Attorney General Loretta E. Lynch said, “Our personnel will perform these duties impartially, with one goal in mind: to see to it that every eligible voter can participate in our elections to the full extent that federal law provides. The department is deeply committed to the fair and unbiased application of our voting-rights laws, and we will work tirelessly to ensure that every eligible person that wants to do so is able to cast a ballot.”
Most of those states will receive Justice Department staff members who have no statutory authority to access polling sites as a result of a 2013 Supreme Court decision that struck down parts of the Voting Rights Act, curtailing the department’s ability to deploy election observers with unfettered access to the polls.
Tuesday’s election will be the first in decades in which the Justice Department can send full-access observers only to states where a federal court ruling has authorized it.

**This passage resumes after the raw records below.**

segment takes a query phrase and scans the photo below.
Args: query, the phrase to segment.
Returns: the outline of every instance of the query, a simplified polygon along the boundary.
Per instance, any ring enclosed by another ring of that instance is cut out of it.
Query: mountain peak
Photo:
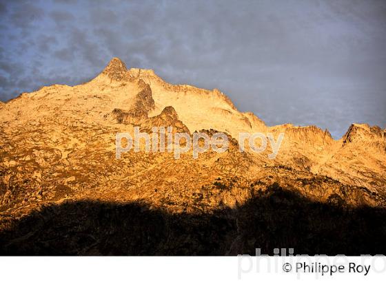
[[[127,72],[128,69],[125,63],[119,58],[114,57],[105,67],[103,74],[107,74],[112,79],[120,80]]]

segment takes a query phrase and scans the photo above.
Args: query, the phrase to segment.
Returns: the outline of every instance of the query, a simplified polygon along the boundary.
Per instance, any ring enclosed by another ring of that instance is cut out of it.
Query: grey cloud
[[[72,14],[61,10],[54,10],[50,12],[50,17],[55,21],[57,24],[61,24],[63,22],[68,22],[74,19]]]
[[[316,124],[336,138],[351,122],[386,125],[384,1],[18,3],[0,19],[2,99],[89,79],[119,56],[172,83],[219,88],[270,125]]]

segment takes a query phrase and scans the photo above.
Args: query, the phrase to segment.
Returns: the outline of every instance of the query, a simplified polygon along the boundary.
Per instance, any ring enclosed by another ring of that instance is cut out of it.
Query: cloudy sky
[[[386,1],[0,0],[1,100],[113,56],[270,125],[386,127]]]

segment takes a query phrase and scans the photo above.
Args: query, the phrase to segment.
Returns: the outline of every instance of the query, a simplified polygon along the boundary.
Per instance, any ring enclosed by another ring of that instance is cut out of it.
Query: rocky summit
[[[229,147],[116,157],[117,133],[154,127],[223,133]],[[241,151],[240,133],[283,138],[272,158]],[[218,89],[117,58],[88,83],[0,102],[1,254],[385,254],[385,129],[336,140],[269,127]]]

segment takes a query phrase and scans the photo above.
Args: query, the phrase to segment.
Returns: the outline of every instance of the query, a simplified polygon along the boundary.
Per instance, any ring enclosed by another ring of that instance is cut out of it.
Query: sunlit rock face
[[[208,151],[196,159],[192,158],[191,151],[176,159],[167,150],[130,151],[116,159],[116,133],[132,134],[136,127],[147,133],[154,127],[172,127],[173,133],[190,135],[222,132],[230,142],[223,153]],[[271,133],[274,138],[283,133],[284,138],[276,158],[270,159],[269,147],[261,153],[250,149],[240,151],[240,133]],[[201,237],[207,239],[207,239],[214,244],[211,245],[213,252],[206,254],[234,254],[252,248],[243,240],[257,240],[248,237],[245,221],[246,215],[253,213],[257,204],[269,205],[274,201],[290,208],[294,201],[295,206],[312,210],[318,220],[323,219],[323,213],[313,210],[312,203],[325,205],[321,206],[322,209],[338,208],[347,219],[351,213],[345,213],[350,209],[365,206],[383,210],[385,135],[385,129],[367,124],[352,124],[338,140],[315,126],[268,127],[253,113],[238,111],[219,89],[173,85],[152,70],[128,69],[124,63],[114,58],[88,83],[45,86],[0,102],[0,230],[16,230],[18,221],[32,213],[36,216],[42,211],[41,218],[51,218],[47,207],[52,205],[59,208],[61,217],[65,213],[61,205],[69,205],[77,214],[81,212],[75,203],[81,202],[88,212],[105,212],[118,217],[114,217],[117,221],[121,212],[116,214],[112,209],[123,208],[122,213],[128,210],[130,215],[142,213],[145,221],[146,217],[159,217],[165,224],[181,223],[187,229],[191,224],[199,226]],[[94,206],[95,203],[99,204]],[[261,212],[261,206],[258,208]],[[363,219],[354,214],[358,220]],[[96,216],[92,214],[94,221],[90,222],[99,222]],[[72,217],[72,224],[83,224],[77,217]],[[201,225],[200,221],[208,218],[223,222],[225,229]],[[145,224],[139,221],[135,224]],[[23,237],[28,228],[21,227],[14,234]],[[160,238],[167,238],[168,231],[159,228]],[[186,231],[187,235],[194,232]],[[7,243],[4,246],[14,247],[7,236],[0,235],[0,242],[3,238]],[[181,239],[173,238],[176,245],[160,245],[159,254],[176,254],[182,250],[178,245]],[[192,246],[199,251],[189,249],[186,252],[205,254],[205,248],[197,243],[203,239],[196,239],[196,245]],[[172,241],[169,238],[167,241]],[[258,248],[258,240],[256,242]],[[134,254],[136,249],[132,247],[128,253]],[[12,248],[6,249],[17,249]],[[70,253],[108,253],[101,246],[98,250],[74,248]]]

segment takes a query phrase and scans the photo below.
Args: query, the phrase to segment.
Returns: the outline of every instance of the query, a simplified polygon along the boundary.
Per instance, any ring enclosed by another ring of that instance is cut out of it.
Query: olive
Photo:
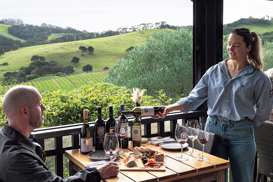
[[[126,163],[126,165],[128,167],[133,167],[135,165],[135,162],[133,160],[129,161]]]

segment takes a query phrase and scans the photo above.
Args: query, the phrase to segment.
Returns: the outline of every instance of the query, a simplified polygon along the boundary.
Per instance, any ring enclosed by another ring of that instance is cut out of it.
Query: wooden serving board
[[[153,168],[150,167],[148,167],[140,169],[135,165],[133,167],[129,167],[125,166],[125,163],[122,162],[120,167],[120,171],[165,171],[166,170],[166,157],[164,158],[163,161],[163,165],[158,168]]]

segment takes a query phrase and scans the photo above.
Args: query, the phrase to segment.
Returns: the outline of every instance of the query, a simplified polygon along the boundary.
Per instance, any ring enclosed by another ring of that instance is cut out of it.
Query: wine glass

Courts have granted the Justice Department permission to deploy full-access observers in five states: Alaska, California, Louisiana, New York, and Alabama. But the court order for Alabama pertains only to municipal elections and is not on the list of states where the Justice Department is deploying poll watchers this year.
The Justice Department staff who are deployed to the other 24 states on Tuesday will be election “monitors,” who must rely on local and state authorities to grant them access to polling locations.
Vanita Gupta, head of the department’s civil-rights division, said, “In most cases, voters on the ground will see very little practical difference between monitors and observers,”
Though the department will be overseeing more jurisdictions this year, it will be doing so with fewer people.
This Tuesday, the DOJ said more than 500 personnel would monitor elections in 67 jurisdictions in 28 states.
Some of the Voting Rights Act provisions personnel will be monitoring include: not discriminating against voters based on their race, gender, or disability; providing minority languages if necessary; and complying with proper voter registration requirements.
The 28 states the DOJ is monitoring tomorrow are: Alaska, Arizona, California, Connecticut, Florida, Georgia, Illinois, Kansas, Louisiana, Massachusetts, Michigan, Missouri, Nebraska, Nevada, New Jersey, New Mexico, New York, North Carolina, North Dakota, Ohio, Pennsylvania, Rhode Island, South Dakota, Tennessee, Texas, Utah, Virginia, and Wisconsin. Some have only one jurisdiction being watched, while others will have several.